In reality, rejection is just a tool of self-evaluation – something we can use to know if we’re better than we were yesterday, a defense against platitudes of blissful ignorance that knock us down, scuff us up, and deflate our heads. It’s a necessity if we ever hope to accomplish anything because rejection inevitably follows opportunity like shadow. You can’t have one without at least the possibility of the other. And, in this day and age – where all that really matters is others’ perceptions of who we are, rejection (and equally, opportunity) is often avoided at all costs, and instead of looking beyond our comfort zones, we stay inside them – searching for validation, living comfortably in a quicksand of untested security.
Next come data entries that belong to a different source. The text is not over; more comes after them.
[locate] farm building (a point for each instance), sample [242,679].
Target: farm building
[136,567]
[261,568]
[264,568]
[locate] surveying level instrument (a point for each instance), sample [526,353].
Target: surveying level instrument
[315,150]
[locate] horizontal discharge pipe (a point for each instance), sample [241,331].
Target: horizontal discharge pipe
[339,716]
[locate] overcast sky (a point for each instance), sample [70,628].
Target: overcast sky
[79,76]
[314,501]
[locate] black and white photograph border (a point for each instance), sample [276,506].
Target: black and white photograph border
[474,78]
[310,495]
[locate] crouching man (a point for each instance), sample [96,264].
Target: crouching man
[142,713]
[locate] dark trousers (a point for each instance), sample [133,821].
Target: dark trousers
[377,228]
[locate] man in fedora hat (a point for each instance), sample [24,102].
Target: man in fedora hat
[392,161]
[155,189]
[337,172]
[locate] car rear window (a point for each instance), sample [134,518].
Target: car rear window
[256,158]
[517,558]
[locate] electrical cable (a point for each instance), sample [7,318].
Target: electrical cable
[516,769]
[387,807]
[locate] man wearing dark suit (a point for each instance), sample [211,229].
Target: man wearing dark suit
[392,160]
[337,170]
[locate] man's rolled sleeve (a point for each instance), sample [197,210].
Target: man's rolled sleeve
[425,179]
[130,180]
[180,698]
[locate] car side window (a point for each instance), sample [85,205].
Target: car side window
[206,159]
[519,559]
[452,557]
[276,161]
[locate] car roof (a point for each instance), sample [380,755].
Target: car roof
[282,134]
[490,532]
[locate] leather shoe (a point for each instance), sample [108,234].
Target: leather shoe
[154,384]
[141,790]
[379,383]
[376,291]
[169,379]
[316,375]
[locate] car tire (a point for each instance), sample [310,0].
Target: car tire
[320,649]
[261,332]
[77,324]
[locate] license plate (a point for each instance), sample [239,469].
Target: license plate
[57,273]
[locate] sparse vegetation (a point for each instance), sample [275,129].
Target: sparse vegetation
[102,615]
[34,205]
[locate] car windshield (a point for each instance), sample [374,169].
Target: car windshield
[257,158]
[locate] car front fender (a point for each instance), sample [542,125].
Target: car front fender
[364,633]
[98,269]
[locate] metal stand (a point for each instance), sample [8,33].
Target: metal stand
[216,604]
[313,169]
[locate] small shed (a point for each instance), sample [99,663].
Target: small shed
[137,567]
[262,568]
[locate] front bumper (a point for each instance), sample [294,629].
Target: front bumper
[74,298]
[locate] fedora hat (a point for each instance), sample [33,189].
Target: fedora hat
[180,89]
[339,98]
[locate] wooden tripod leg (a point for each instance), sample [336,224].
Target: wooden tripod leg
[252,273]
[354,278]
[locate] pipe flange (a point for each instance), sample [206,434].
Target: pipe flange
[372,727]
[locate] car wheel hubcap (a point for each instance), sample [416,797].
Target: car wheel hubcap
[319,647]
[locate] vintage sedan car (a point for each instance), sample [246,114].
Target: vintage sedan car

I guess we never doubt ourselves because we never really have to. We never ask questions like, “Is this enough?” or “Am I where I am because this is how it’s always been or because I’m too afraid of reaching for something better?” And, if we do get to that point of asking ourselves the big questions, rarely will we answer them, and even more rarely will we act on those answers. “I don’t know,” we’ll say – and build up an armor of vague, unfinished circumstances, maybe look to our phones for a distraction.  We never face ourselves because rejection could be lying in wait – ready to strike like a poison. And, if we never face ourselves, we never change, we never grow – we never really get to the core of anything, just pilot through life on cruise control. So, is the fear of rejection – that fear of being told, “No, you’re just not good enough,” – really anything more than a fear of ourselves?

"Yeah, probably rejection," I confirmed after a pause.

"Oh, that's interesting," she said with a bit of hesitation.

She took a bite of her food, and we kept living as we always had.